Большевики против того, чтобы партия пред­ставляла собой сумму сговаривающихся друг с другом организаций и групп.

Накануне 2 съезда (1903 г.) шли переговоры с еврейской рабочей партией («Бунд») о вхожде­нии ее в российскую социал-демократическую рабочую партию. Бундовцы предлагали союз обеих партий, соглашение. Ленин отвечал: не соглаше­ние, а слияние, не федерация, а единая партия.

«В вопросах борьбы с самодержавием, борьбы с буржуазией всей России мы должны высту­пать как единая, централизованная, боевая орга­низация, мы должны опираться на весь проле­тариат, без различия языка и национальности, сплоченные совместным постоянным решением теоретических и практических, тактических к организационных вопросов, а не создавать от­дельно идущих, каждая своим путем, организа­ций, не ослаблять силы своего натиска дробле­нием на многочисленные самостоятельные поли­тические партии, не вносить отчужденность и обособленность, с тем, чтобы потом лечить искус­ственно привитую себе болезнь пластырями пре­словутой «федерации». (Нужна ли «самостоя­тельная политическая партия» еврейскому про­летариату. 1903 г.)

Строгий централизм в партии отнюдь не озна­чает стеснения самодеятельности низших органи­заций: напротив, каждая организация вполне само­стоятельна в своей внутренней деятельности, но при этом она помнит, что она есть не независимая еди­ница, а часть общего целого.

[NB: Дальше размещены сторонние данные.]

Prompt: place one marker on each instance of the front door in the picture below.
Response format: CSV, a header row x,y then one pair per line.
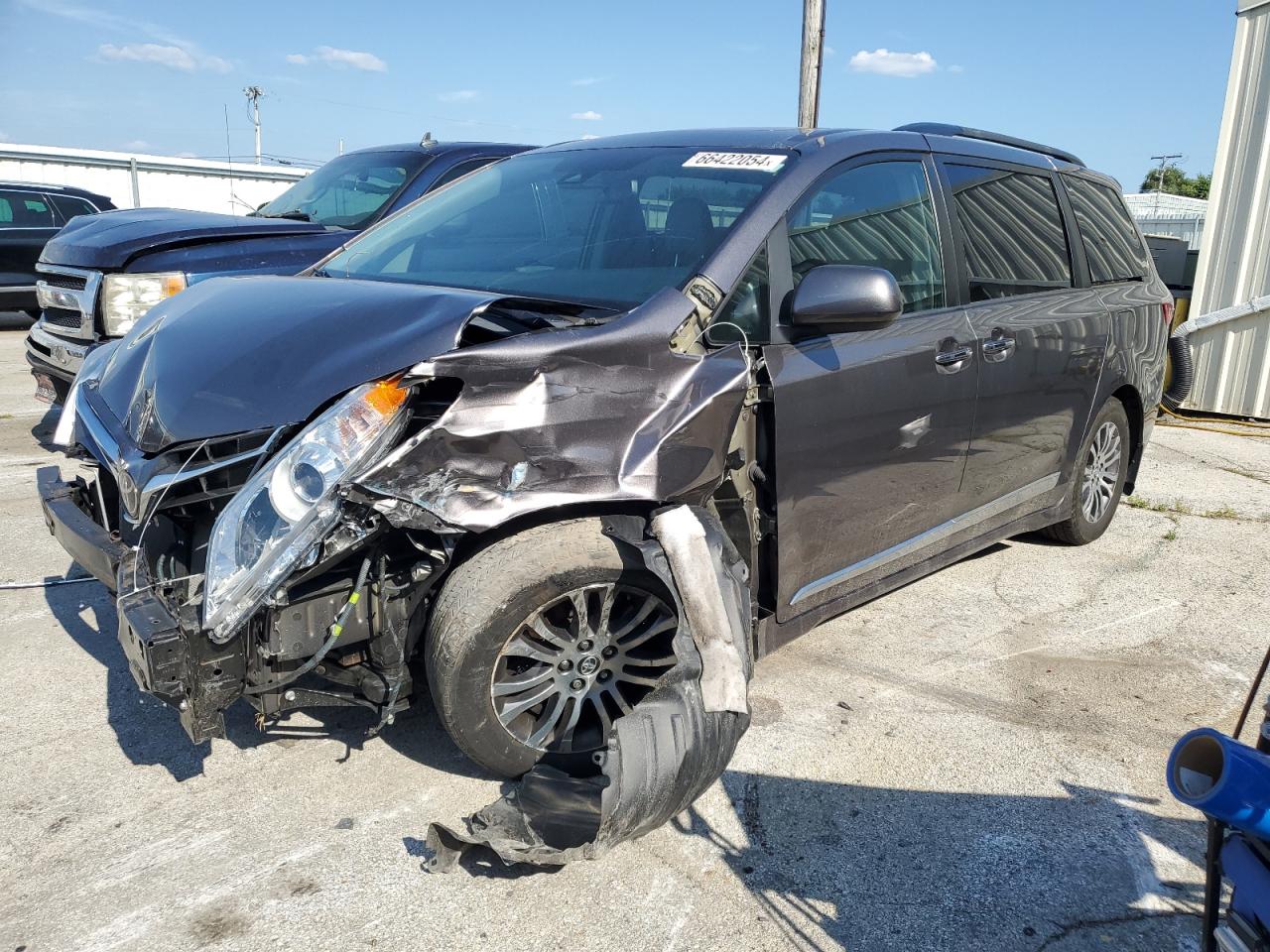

Только при центра­лизме, при наличии единого властного центра, управляющего партией, возможна планомерная, со­гласованная деятельность всей партии в целом, одновременно и всюду выдвигающей перед собой одинаковые задачи, проводящей везде, во всех ча­стях республики, одинаковую политику.

Центральный Комитет (ЦК)

Во всякой партии, в том числе и в нашей, Цен­тральный Комитет имеет большое значение, ибо он управляет и руководит всей партией. Партия выбирает в ЦК людей, которые пользуются ее особым доверием, как испытанные, опытные дальновидные вожди. Первым среди них был, ра­зумеется, Ленин.

«У нас в России — писал Ленин в 1921 г. — выработка группы руководителей шла 15 лет (1903—1917). 15 лет борьбы с меньшевизмом, 15 лет преследований царизма, 15 лет, среди коих были годы первой революции (1905), ве­ликой и могучей революции». (Письмо к не­мецким коммунистам. 1921 г.)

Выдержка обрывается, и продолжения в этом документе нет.